Scientists at Bath University have discovered a ‘promising route’ to develop new treatments for skin cancer, after finding a molecule that suppresses melanoma tumour growth.

The team says that the early stage research could eventually help develop new ways to combat melanoma - and potentially other cancers too.

The molecules in question, IncRNAs, are transcribed from our DNA, and don’t make protein. Their function still remains largely unknown, but the particular group of IncRNAs the team were interested in are thought to be involved in cancer.

The study, published in PLOS Genetics, investigated a group of 245 IncRNAs that were associated with melanomas and found that one, “Disrupted In Renal Carcinoma 3” (DIRC3), acted as a tumour suppressor to block the spread of human melanoma cells when grown in lab experiments.

By using gene-editing to switch off production of DIRC3, the team then saw that "anchorage-independent growth" - a hallmark of malignant cancer spread - drastically increased by between two to eight times.

Furthermore, the scientists say that DIRC3 switches on the key tumour suppressor IGFBP5 gene, revealing that it plays a role in the complex networks governing the expression of genes important for melanoma growth and spread to other parts of the body.

Although it’s very early stages, Dr Keith Vance, from the University says that the team are very “excited by the potential of DIRC3 activating drugs to become a new way to treat skin cancer. This research makes vital steps towards any future therapy development.

"Great strides have recently been made in treating melanoma. However, not all patients respond to current therapies and most skin cancers become drug resistant over time, so a new way to treat it could be another tool in combatting the disease.”

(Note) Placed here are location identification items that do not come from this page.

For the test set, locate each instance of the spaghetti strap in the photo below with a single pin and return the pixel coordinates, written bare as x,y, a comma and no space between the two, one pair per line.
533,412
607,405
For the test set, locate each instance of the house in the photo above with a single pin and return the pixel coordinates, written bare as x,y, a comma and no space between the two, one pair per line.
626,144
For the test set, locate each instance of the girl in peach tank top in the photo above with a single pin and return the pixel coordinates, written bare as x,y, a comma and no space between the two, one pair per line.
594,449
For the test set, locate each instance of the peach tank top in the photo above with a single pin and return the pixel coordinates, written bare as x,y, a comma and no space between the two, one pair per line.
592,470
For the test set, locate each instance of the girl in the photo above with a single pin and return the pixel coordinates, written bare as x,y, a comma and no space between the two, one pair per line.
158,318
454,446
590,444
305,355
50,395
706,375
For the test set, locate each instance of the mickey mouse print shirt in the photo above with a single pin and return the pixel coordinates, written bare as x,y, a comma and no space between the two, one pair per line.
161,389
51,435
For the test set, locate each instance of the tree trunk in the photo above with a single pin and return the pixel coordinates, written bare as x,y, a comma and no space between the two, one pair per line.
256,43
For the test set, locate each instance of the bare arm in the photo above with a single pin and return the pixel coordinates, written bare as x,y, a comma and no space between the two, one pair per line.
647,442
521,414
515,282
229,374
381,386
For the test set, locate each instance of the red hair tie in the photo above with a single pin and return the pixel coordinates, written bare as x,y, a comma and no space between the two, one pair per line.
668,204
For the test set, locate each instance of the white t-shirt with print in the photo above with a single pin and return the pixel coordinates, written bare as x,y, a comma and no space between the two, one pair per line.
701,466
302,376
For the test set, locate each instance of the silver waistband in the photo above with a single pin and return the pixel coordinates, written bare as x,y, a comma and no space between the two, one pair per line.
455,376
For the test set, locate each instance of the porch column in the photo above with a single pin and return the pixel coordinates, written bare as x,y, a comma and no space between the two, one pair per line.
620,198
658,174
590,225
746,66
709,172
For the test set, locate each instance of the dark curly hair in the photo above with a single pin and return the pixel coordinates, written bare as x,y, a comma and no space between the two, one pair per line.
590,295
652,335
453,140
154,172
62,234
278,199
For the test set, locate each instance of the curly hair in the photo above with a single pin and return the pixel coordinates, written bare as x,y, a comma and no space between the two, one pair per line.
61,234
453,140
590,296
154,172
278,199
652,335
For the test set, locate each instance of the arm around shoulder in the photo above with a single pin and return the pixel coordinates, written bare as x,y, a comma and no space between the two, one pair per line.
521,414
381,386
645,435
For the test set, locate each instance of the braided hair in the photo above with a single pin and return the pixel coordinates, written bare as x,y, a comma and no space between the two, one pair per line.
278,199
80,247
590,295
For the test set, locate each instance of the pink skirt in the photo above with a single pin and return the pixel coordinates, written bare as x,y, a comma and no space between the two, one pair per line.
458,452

He continued, "By investigating how DIRC3 works we can really start to understand how it blocks the spread of melanoma in detail at the molecular level, and identify druggable interfaces and specific structures that could be targets for medicine."

The discovery was made by the University’s Department of Biology & Biochemistry, with colleagues at the Ludwig Institute for Cancer Research at the University of Oxford, the Wellcome Sanger Institute and University of Lausanne, Switzerland.